Eksposisi Roma 2:25-27
1. “Sunat memang ada gunanya jika kamu mematuhi Hukum Taurat” (Roma 2:25)
Sunat adalah tanda perjanjian antara Allah dan umat Israel yang diperintahkan sejak zaman Abraham (Kejadian 17:10-14). Namun, Paulus menekankan bahwa sunat hanya berguna jika seseorang menaati hukum Taurat sepenuhnya.
John Calvin, dalam komentarnya mengenai Roma, menjelaskan bahwa sunat bukanlah jaminan keselamatan, melainkan tanda lahiriah dari perjanjian Allah. Calvin menegaskan bahwa perbuatan lahiriah tanpa perubahan hati adalah sia-sia, karena yang terpenting adalah ketaatan sejati kepada hukum Allah.

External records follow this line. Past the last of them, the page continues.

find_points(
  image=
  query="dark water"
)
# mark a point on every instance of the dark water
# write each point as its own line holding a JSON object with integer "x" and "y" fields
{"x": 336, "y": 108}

Herman Bavinck, dalam Reformed Dogmatics, menyatakan bahwa sunat dalam Perjanjian Lama adalah bayangan dari realitas yang lebih besar dalam Perjanjian Baru, yaitu sunat hati yang dilakukan oleh Roh Kudus. Bavinck menekankan bahwa sunat sejati bukanlah tindakan fisik, tetapi perubahan batiniah yang datang dari iman kepada Kristus.
2. “Jika orang yang tidak bersunat melakukan perintah-perintah Hukum Taurat, bukankah tidak sunatnya itu diperhitungkan sebagai sunat?” (Roma 2:26)
Paulus melanjutkan dengan menunjukkan bahwa seseorang yang tidak bersunat tetapi menaati hukum Taurat lebih benar daripada orang yang bersunat tetapi melanggar hukum Taurat.
R.C. Sproul, dalam bukunya Grace Unknown, menekankan bahwa Paulus di sini sedang membongkar pemikiran legalistik yang mengandalkan tanda lahiriah tanpa ketaatan sejati. Sproul menjelaskan bahwa Allah melihat hati manusia, bukan sekadar ritual eksternal.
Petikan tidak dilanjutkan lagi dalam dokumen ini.